Stages of Change
We are often asked questions about change (e.g. how to change one's behavior or how to change the behavior of another). As the old saying goes "The Only Constant in the Universe is Change." Thus it is important to constantly evaluate our views and awareness as to how open we are to change in our own lives and relationships.
How open we are to making changes inevitably effects all areas of our lives from our emotional and physical health, to our careers and our relationships. James Prochaska Ph.D., psychology professor at the University of Rhode Island constructed the following model of the stages of change which has been used in the field of psychology for over 30 years:
In this stage, the person is not aware there is a problem and may use denial if confronted. The person may feel that the problem lies outside of him/herself (the belief that someone else caused the problem and is responsible for fixing it) and is not considering making any kind of change or taking personal responsibility.
In this stage, the person has become aware (often through consequences such as a run-in with the law or being threatened with a divorce) that changes need to be made. These people are "contemplating" making changes.
The person begins to prepare for changes that need to be made. They take a personal account of what needs to be done and plan their map for change.
The person is taking the necessary actions and making the appropriate changes in his/her life.
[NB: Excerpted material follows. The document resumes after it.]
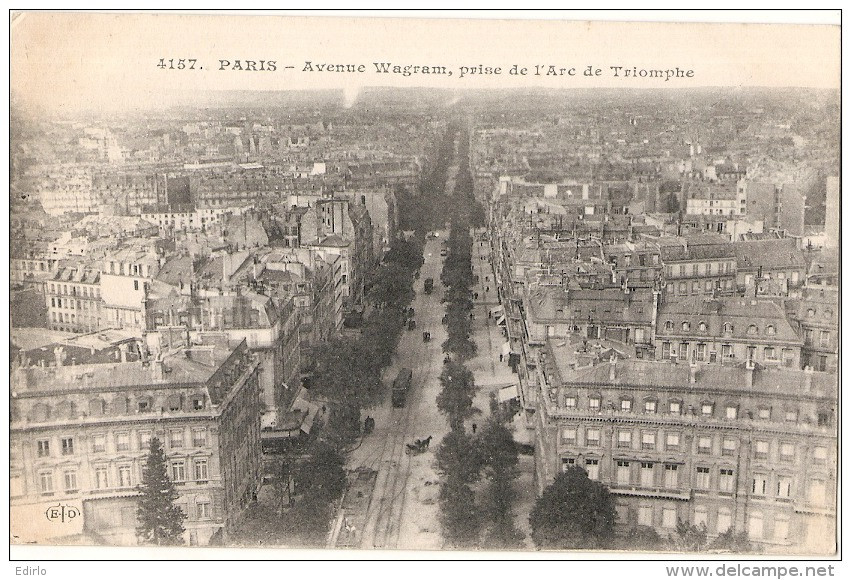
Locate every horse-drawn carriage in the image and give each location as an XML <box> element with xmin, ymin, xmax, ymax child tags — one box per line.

The process of maintaining the desired behavior change over time. This is important to continue to take personal accountability to avoid relapse into old behavior patterns.
This is a stage often experienced by many people in the change process. The person in this stage will "go back" to old behavior patterns. However, they often re-enter at the contemplation stage and regain insight into the causes of the relapse and pick up the pieces again and continue along the path to lasting change.